This code repository focuses on detecting fires from both visible light and infrared images.
- A multi-modal model, including infrared and visible light.
- The lightweight model is trained by using YOLOv8n through the D-Fire data set and our own processed flame2 data set, with excellent performance and small parameter amount, which is easy to deploy.
- We used our own frame matching method to optimize the identification of inter-frame leaks in infrared fire point detection. Links to relevant papers will be provided in the future.
We used the YOLOv8 model for training on the self-made infrared dataset and the D-Fire dataset, which can realize multi-modal fire point recognition and smoke detection. While ensuring high accuracy, we adjusted the relevant hyperparameters to ensure that the model also has high efficiency and inference speed.
The details of the training model and the test model are given in the README.md file in the train_models.
The dataset of the visible light model of this project is the processed and data-enhanced D-Fire dataset, and we provide the relevant data-augmented code part, the unmodified D-Fire dataset is here. You can also download the processed dataset directly.
Visible light dataset:link:https://pan.baidu.com/s/14C1ePeKg6NYoMlIfsJ9lEg
password:0n87
The infrared dataset is obtained by extracting the infrared video from the FLAME2 dataset through frame extraction and binarization labeling, and we provide the relevant code and also provide the processed dataset.
Infrared dataset:link:https://pan.baidu.com/s/1kl5r-iN5jHN2gYKWQHTdew
password:jx3r
ultralytics==8.0.136
streamlit==1.24.0
py-cpuinfo
opencv-python==4.8.1.78
numpy==1.24.3
matplotlib==3.7.4
albumentations==1.3.1
torchvision==0.16.0
The specific process is as follows:
- The video data is cut into pictures every 10 frames in advance, and then processed.
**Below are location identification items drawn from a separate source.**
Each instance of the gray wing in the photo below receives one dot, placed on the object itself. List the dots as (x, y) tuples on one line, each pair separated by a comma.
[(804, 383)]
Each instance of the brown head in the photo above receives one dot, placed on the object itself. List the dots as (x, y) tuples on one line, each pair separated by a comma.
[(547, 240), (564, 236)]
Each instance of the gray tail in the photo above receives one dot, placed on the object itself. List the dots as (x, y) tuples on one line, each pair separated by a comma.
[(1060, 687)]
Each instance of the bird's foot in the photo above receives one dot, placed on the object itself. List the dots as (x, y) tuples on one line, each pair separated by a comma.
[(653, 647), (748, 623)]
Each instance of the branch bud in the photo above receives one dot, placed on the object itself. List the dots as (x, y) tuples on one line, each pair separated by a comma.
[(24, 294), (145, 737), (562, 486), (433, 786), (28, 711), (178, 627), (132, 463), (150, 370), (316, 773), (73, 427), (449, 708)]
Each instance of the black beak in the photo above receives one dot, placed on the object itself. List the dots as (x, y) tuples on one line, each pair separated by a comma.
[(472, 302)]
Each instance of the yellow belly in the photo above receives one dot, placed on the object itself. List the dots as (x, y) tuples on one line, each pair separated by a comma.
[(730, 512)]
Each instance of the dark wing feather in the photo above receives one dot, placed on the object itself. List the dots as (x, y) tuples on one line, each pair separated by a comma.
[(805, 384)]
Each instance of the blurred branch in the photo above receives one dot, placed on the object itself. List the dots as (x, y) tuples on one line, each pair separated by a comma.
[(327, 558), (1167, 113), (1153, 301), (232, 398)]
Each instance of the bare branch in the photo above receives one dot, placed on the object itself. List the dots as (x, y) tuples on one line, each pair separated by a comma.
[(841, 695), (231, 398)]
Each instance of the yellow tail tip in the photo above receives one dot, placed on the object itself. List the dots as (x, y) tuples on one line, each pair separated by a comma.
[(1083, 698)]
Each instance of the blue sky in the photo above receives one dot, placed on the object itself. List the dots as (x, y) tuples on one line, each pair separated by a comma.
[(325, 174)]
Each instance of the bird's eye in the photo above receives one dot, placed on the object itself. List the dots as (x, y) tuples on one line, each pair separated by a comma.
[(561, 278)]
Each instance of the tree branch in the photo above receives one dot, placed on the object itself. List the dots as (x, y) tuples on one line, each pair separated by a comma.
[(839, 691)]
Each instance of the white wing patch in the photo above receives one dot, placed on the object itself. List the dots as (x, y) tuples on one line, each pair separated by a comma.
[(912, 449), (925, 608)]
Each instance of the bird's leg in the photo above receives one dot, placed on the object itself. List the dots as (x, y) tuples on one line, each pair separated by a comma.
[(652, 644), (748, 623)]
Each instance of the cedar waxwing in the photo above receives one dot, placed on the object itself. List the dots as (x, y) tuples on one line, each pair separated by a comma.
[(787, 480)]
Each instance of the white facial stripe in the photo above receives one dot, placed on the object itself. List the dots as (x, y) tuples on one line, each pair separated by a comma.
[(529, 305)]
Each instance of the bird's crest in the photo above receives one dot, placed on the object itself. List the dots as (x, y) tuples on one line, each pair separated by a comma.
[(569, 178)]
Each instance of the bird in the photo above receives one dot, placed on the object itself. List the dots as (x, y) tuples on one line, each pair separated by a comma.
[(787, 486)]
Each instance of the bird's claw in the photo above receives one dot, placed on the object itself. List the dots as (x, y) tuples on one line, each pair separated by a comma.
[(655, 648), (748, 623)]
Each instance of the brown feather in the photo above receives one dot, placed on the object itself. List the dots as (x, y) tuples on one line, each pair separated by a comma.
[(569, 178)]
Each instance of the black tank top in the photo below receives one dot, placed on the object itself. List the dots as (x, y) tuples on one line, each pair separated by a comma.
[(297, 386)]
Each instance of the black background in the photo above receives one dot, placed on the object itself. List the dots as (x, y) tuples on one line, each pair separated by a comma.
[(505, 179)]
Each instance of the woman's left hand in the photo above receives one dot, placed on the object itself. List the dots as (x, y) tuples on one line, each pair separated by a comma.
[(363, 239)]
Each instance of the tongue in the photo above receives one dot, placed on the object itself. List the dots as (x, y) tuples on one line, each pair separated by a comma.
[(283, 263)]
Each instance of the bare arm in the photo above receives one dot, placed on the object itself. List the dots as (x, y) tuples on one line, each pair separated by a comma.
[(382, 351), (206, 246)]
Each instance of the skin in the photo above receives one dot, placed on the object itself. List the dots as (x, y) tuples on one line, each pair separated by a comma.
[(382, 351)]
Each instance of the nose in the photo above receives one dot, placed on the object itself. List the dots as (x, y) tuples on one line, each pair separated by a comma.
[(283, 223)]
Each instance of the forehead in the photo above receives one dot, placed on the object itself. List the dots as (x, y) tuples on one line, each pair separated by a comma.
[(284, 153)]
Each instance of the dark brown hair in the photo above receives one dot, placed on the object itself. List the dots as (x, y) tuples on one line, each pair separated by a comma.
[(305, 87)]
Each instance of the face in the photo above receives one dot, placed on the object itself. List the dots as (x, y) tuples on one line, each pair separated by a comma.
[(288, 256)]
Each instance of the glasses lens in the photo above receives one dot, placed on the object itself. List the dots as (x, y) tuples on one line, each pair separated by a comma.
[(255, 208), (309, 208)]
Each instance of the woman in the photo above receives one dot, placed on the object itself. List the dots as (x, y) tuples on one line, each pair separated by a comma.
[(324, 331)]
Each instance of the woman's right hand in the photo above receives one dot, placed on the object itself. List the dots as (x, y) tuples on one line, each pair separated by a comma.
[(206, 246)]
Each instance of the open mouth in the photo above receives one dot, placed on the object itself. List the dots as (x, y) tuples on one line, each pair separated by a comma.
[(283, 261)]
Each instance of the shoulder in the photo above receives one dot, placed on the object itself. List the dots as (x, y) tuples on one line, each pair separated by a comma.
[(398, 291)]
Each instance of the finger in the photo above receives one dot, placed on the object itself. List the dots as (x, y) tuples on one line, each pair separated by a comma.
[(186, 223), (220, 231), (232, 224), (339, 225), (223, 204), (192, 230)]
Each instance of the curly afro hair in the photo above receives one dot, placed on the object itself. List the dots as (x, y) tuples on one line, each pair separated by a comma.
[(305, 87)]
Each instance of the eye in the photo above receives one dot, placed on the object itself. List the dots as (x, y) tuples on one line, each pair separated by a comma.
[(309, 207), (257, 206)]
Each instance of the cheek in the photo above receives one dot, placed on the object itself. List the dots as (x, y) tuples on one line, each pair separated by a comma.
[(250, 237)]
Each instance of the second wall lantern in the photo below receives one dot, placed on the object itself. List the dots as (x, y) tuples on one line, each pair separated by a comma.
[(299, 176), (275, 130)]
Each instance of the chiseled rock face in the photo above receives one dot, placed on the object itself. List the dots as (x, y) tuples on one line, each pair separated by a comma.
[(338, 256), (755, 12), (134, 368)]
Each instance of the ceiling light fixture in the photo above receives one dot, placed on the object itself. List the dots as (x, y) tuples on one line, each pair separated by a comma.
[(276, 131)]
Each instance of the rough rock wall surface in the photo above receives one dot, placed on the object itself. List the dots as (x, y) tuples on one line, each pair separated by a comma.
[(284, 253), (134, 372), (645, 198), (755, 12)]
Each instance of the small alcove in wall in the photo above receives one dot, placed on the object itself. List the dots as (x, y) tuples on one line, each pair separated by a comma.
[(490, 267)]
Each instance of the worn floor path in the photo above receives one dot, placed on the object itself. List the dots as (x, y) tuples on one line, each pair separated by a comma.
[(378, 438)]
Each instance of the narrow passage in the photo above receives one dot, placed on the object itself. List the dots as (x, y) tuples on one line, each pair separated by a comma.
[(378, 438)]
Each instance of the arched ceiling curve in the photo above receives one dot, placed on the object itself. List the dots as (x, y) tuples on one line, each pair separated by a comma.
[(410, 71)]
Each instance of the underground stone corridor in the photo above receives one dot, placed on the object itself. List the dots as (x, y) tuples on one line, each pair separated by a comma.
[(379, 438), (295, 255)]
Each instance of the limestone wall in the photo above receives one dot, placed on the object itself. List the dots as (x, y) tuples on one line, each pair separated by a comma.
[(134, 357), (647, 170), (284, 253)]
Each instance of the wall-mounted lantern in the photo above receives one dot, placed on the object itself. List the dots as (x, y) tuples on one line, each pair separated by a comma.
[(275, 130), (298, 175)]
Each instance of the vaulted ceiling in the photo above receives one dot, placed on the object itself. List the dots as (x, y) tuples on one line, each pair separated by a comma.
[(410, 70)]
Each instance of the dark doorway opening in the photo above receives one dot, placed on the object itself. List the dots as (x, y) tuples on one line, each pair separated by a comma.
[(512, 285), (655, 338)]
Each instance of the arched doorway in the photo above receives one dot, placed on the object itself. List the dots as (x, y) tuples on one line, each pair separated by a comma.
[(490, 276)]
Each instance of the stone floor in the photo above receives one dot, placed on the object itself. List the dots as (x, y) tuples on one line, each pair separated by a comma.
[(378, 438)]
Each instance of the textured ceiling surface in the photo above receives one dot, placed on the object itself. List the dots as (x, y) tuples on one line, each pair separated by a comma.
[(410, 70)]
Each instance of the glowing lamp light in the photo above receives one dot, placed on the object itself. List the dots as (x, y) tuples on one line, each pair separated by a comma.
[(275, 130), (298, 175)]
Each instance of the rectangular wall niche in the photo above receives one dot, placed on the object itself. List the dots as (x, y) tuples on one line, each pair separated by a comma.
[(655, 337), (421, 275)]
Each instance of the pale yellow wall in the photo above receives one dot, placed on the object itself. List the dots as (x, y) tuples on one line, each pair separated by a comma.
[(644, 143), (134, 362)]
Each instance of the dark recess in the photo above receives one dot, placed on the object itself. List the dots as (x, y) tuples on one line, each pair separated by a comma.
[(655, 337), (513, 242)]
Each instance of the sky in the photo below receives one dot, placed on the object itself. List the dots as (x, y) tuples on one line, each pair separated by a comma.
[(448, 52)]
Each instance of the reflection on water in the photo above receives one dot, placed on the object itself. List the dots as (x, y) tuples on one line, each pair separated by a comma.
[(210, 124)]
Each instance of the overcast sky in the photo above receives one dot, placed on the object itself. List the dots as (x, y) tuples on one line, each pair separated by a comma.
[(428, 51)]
- Firstly, the original image is converted into a grayscale image, and then binarization is used to display the fire point in the image.
- The position of the fire point in the image is obtained through edge detection, and then labeled data is obtained by adjacent box fusion as Dataset v1.
- Model v1 is trained using Dataset v1, and the knowledge transfer ability of Model v1 is used to recognize the original image.
- The recognition result is used as Dataset v2 to train Model v2, introducing a Frame Matching Algorithm.
- Dataset v3 is obtained after processing Dataset v2 with the Frame Matching Algorithm, and finally the final Model v3 is obtained by training Dataset v3.
- Read annotation data of two frames simultaneously: the previous frame and the current picture.
- Use the area target indicated by the position of the annotation box in the previous frame as the matching target in the current picture.
- Traverse and match the target frame in the previous frame image to obtain all targets in the previous frame picture.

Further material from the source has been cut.